Tri-Rail seeks funding to open downtown Miami station

All Aboard Florida could front the cost if officials commit funds
By Sean Stewart-Muniz | March 03, 2015 02:18PM

Renderings of the Tri-Rail downtown station

Tri-Rail wants to bring its commuter rail service to downtown Miami. The catch: It says it needs $69 million in funding to make the project happen.

During a round-table talk on Tuesday, officials discussed ways to get Miami-Dade County and the city of Miami on board.

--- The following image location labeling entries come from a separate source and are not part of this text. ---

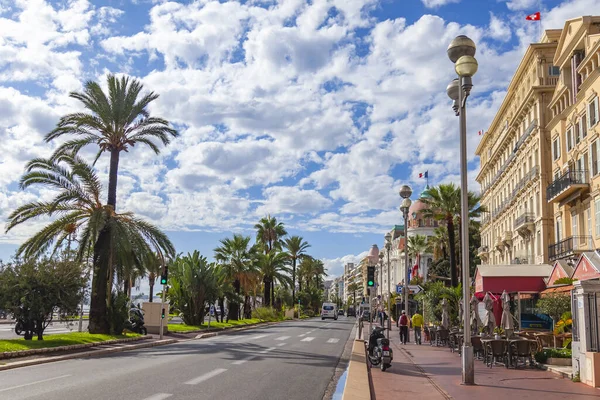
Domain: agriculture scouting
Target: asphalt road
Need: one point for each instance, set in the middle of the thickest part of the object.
(292, 360)
(7, 331)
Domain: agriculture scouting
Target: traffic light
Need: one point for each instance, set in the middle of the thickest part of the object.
(164, 276)
(370, 276)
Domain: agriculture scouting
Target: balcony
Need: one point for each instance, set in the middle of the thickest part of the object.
(507, 238)
(572, 245)
(571, 182)
(482, 252)
(524, 224)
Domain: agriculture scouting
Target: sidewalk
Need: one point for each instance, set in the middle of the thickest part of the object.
(434, 373)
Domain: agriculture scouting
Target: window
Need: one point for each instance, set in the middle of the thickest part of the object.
(594, 158)
(556, 149)
(582, 126)
(597, 215)
(593, 112)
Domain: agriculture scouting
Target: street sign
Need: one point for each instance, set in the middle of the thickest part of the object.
(413, 289)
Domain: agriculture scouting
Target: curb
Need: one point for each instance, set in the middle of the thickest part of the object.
(32, 352)
(562, 374)
(38, 361)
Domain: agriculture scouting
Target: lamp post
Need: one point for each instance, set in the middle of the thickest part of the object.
(461, 52)
(405, 193)
(388, 246)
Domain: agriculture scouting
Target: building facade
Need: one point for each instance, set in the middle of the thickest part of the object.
(574, 188)
(515, 163)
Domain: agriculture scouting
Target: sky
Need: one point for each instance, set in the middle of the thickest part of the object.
(315, 112)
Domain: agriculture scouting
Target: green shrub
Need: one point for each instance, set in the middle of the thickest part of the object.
(267, 314)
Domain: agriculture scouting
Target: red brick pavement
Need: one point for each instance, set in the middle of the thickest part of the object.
(434, 373)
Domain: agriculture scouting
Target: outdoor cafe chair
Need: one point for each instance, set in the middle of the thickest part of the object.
(522, 350)
(496, 349)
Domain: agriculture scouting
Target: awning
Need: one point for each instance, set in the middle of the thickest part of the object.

The plan, which Tri-Rail has developed over the past few months, is to connect the CSX tracks the group currently uses to All Aboard Florida’s upcoming rail station near the Metromover Government Center hub. Tri-Rail said it would build a separate, but side-by-side station next to All Aboard Florida’s platform. The proposed connection would give Tri-Rail’s nearly 400,000 monthly riders direct access to downtown Miami without having to switch to the Metrorail.

Members of the South Florida Regional Transportation Authority and All Aboard Florida discussed the plan’s issues at the presentation.

The commuter service’s window of opportunity is shrinking, said Jack Stephens, executive director of the SFRTA, as the addition has to be finalized before All Aboard Florida’s station is built. The station will be the first leg of All Aboard Florida’s planned Miami to Orlando railway and is expected to open in late 2016.

Tri-Rail says it hopes to get roughly $17 million in funding from Florida’s Secretary of Transportation for infrastructure to go alongside the $3 million Tri-Rail has already sunk into the Positive Train Control system needed to run the track.

Stephens said the plan hinges on the county and city putting up the remaining $48 million needed to move forward. However, All Aboard Florida has pledged that if the officials commit to the funding, All Aboard will front the cost for the project in the interim.

The $69 million price tag is a bargain, Stephens said, compared to how much it would cost for the organization to buy its own land in the downtown area and build a separate station. He added that if the plan goes through, Tri-Rail trains could start running to downtown in as early as two years.

“We have been working with every public body we can work with to identify the source of these funds,” he said. “This has to happen now or it’s never going to happen.”